Through both criminal and civil forfeiture laws, governments can seize property used in — or the proceeds of — a crime. Criminal forfeiture requires that a person be charged and convicted of a crime to transfer title to government. Civil forfeiture, on the other hand, allows governments to take people’s stuff without being convicted — or even charged — with a crime.
No surprise that 87 percent of asset forfeiture is now civil, only 13 percent criminal. And governments are grabbing more and more. The federal financial take has grown ten-fold since 2001.
“Every year,” IJ’s researchers document, “police and prosecutors across the United States take hundreds of millions of dollars in cash, cars, homes and other property — regardless of the owners’ guilt or innocence.” Then, the innocent victim must sue the government to have his or her stuff returned.

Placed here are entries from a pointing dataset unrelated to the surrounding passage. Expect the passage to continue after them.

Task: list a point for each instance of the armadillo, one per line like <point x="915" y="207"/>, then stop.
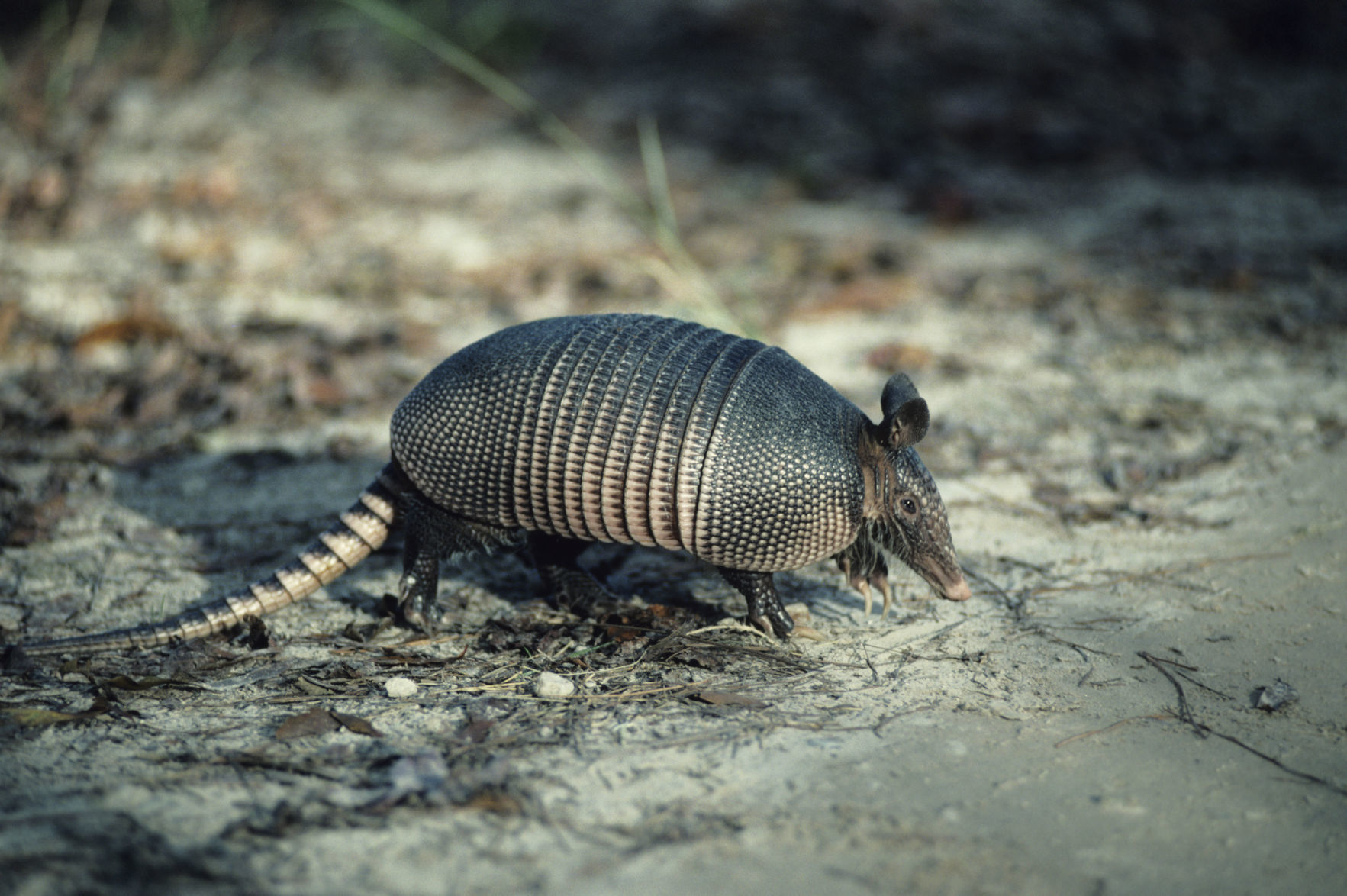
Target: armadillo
<point x="627" y="429"/>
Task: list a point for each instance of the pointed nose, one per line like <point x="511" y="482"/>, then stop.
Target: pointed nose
<point x="958" y="591"/>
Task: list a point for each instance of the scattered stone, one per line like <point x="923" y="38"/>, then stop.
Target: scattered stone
<point x="1276" y="695"/>
<point x="553" y="685"/>
<point x="401" y="686"/>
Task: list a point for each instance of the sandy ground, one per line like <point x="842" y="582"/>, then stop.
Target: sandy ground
<point x="1137" y="399"/>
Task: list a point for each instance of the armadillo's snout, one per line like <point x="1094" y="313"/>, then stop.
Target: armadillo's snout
<point x="957" y="591"/>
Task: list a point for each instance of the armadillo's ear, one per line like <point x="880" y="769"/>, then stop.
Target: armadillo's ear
<point x="905" y="413"/>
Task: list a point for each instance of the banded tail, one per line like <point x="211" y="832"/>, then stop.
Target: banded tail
<point x="360" y="531"/>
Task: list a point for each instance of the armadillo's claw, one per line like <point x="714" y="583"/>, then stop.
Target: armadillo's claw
<point x="888" y="597"/>
<point x="765" y="609"/>
<point x="411" y="614"/>
<point x="880" y="581"/>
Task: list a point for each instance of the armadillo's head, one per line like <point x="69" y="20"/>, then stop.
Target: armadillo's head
<point x="914" y="524"/>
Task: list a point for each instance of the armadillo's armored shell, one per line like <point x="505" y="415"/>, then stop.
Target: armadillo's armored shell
<point x="640" y="430"/>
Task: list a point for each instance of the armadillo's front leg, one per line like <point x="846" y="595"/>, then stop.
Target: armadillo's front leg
<point x="434" y="533"/>
<point x="865" y="569"/>
<point x="764" y="603"/>
<point x="556" y="559"/>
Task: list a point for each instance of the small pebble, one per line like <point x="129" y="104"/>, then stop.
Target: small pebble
<point x="553" y="685"/>
<point x="401" y="686"/>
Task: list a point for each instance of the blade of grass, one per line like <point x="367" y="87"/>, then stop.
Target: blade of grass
<point x="681" y="272"/>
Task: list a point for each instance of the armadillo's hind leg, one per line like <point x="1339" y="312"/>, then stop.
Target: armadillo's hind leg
<point x="572" y="586"/>
<point x="433" y="535"/>
<point x="764" y="603"/>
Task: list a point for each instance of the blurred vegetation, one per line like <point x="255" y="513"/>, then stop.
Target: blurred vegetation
<point x="836" y="92"/>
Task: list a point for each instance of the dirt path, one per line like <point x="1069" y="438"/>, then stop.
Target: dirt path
<point x="1137" y="401"/>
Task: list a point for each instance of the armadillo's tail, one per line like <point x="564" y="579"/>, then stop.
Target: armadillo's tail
<point x="355" y="537"/>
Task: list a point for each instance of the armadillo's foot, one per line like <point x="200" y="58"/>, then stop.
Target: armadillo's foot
<point x="412" y="608"/>
<point x="556" y="559"/>
<point x="864" y="573"/>
<point x="434" y="533"/>
<point x="765" y="608"/>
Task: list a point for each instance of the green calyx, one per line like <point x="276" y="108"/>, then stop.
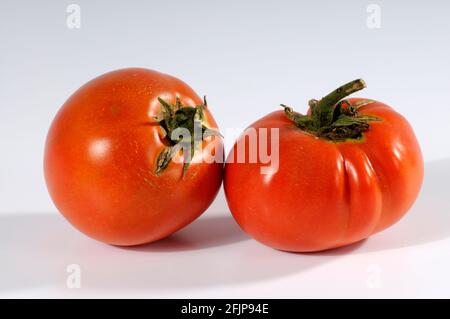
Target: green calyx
<point x="184" y="130"/>
<point x="332" y="117"/>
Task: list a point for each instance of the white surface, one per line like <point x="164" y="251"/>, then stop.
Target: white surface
<point x="247" y="56"/>
<point x="213" y="258"/>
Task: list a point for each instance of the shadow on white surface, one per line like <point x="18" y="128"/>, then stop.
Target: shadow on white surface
<point x="35" y="249"/>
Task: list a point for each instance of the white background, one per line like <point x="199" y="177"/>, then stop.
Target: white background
<point x="247" y="57"/>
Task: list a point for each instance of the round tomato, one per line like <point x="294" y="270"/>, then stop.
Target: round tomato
<point x="113" y="166"/>
<point x="347" y="169"/>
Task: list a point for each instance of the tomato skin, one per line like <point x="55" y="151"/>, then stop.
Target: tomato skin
<point x="100" y="157"/>
<point x="327" y="194"/>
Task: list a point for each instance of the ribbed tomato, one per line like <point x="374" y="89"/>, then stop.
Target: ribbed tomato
<point x="111" y="164"/>
<point x="347" y="169"/>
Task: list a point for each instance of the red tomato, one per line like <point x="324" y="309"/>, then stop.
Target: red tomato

Incentive to steal? “In most places, cash and property taken boost the budgets of the very police agencies and prosecutor’s offices that took it,” an accompanying IJ video explains.
IJ’s report concludes that, “Short of ending civil forfeiture altogether, at least five reforms can increase protections for property owners and improve transparency.” Those five reforms are improvements, sure, but let’s end civil forfeiture completely.
It’s the principle!
Two principles, actually.
Civil forfeiture laws pretend law enforcement is taking action against our property, and that our property has no rights. But what about our property rights!
We’re innocent until proven guilty, too . . . and so is our stuff.
This is Common Sense. I’m Paul Jacob.